Many questions remain, and many theories still exist regarding this outbreak of conjunctivitis. The CDC determined that this bacteria was mostly likely in the Streptococcus pneumoniae family, except it lacked the protective capsule normally found around the bacteria. The lack of this capsule may contribute to the fact that it was highly transmittable on the membrane of the eye, but it didn't cause serious internal infection, such as pneumonia. Another nagging question concerns that fact that this bacteria had reemerged after disappearing for a couple of decades. These investigations are ongoing.
Turco asserts that the lessons learned are valuable, nonetheless.
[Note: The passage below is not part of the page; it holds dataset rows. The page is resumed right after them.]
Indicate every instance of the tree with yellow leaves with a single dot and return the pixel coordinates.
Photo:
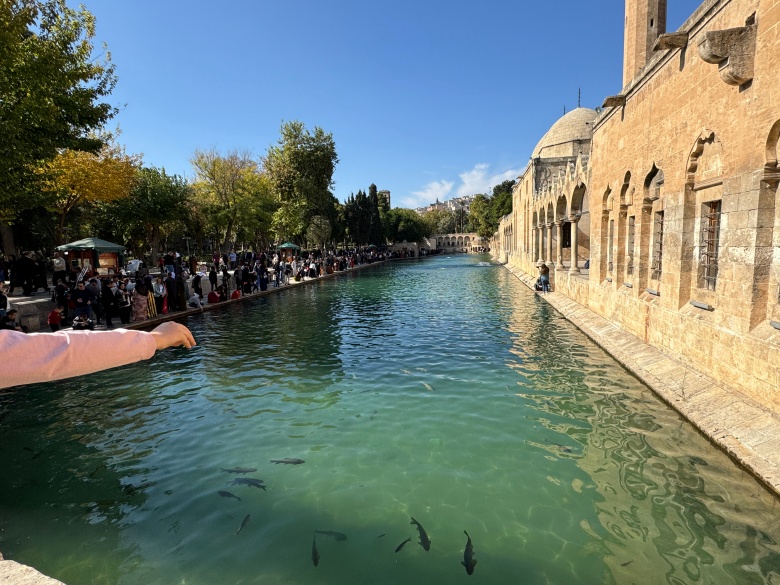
(76, 177)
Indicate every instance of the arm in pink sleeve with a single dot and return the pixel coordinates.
(41, 357)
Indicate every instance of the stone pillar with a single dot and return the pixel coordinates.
(548, 254)
(540, 249)
(575, 242)
(559, 246)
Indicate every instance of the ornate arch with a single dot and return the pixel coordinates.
(706, 137)
(771, 168)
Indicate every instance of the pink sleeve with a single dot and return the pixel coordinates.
(41, 357)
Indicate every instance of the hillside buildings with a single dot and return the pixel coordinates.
(660, 212)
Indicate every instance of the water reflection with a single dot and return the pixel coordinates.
(659, 504)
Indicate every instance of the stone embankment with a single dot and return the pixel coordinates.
(744, 429)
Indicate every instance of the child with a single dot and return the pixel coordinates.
(55, 318)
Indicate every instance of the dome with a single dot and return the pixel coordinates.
(567, 135)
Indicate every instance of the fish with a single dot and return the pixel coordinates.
(468, 556)
(244, 522)
(340, 536)
(315, 554)
(250, 481)
(424, 540)
(225, 494)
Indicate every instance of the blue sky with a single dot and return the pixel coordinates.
(426, 98)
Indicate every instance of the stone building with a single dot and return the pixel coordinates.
(669, 195)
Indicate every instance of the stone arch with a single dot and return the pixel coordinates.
(696, 172)
(626, 191)
(653, 183)
(771, 168)
(651, 229)
(561, 207)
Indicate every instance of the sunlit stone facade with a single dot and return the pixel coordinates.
(665, 218)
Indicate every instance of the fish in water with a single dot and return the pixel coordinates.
(315, 554)
(225, 494)
(340, 536)
(468, 556)
(244, 522)
(424, 540)
(250, 481)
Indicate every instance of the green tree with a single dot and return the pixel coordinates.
(156, 206)
(407, 225)
(441, 221)
(223, 184)
(52, 89)
(74, 178)
(300, 168)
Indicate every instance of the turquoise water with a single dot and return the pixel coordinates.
(441, 389)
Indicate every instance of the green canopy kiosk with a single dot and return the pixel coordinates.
(288, 246)
(92, 257)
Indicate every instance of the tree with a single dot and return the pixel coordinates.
(51, 92)
(156, 203)
(74, 177)
(441, 221)
(300, 169)
(223, 184)
(407, 225)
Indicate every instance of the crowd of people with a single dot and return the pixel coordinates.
(83, 301)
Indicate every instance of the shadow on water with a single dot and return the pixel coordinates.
(420, 389)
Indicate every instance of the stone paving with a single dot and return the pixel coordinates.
(745, 430)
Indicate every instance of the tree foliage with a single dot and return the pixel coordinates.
(157, 205)
(225, 185)
(300, 168)
(487, 211)
(75, 177)
(407, 225)
(52, 91)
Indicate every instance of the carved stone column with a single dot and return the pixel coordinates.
(540, 246)
(575, 242)
(548, 252)
(559, 246)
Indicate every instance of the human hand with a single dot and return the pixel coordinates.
(171, 334)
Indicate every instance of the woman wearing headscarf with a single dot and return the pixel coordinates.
(141, 300)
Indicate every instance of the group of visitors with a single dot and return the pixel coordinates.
(86, 302)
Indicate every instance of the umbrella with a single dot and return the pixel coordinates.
(92, 244)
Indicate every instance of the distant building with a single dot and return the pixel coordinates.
(454, 204)
(661, 212)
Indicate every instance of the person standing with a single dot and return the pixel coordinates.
(123, 303)
(158, 288)
(55, 318)
(59, 269)
(141, 300)
(108, 300)
(5, 304)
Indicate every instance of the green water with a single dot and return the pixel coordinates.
(440, 389)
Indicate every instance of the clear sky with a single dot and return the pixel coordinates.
(426, 98)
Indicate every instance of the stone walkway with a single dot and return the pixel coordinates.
(746, 430)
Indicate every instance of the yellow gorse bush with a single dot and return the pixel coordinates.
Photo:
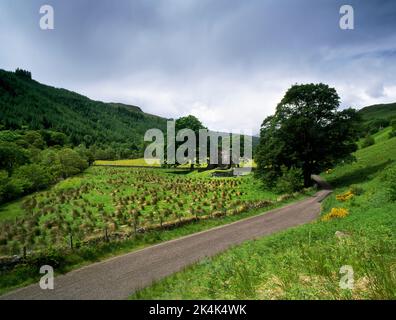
(345, 196)
(335, 213)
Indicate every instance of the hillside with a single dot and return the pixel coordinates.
(378, 111)
(25, 103)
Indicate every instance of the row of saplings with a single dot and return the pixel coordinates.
(140, 201)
"I think it was reassuring to learn we can spread the word immediately on our campus; we can easily and quickly involve our state and federal experts when needed; we can pull people together to collect the data; we can put together and implement surveys and studies; and implement measures to prevent further infection," he says. "The other thing our study showed was that basic hygiene was the best way to stop the spread of pinkeye. A vaccine is not yet available, so we encouraged frequent hand washing and told students to reduce contact that might foster transmission."
Spring break on the Dartmouth campus effectively broke the infectious cycle of pinkeye last winter. All involved last year are breathing easier now that Dartmouth's winter term has again ended without a recurrence on campus of the rogue strain of Streptococcus pneumoniae.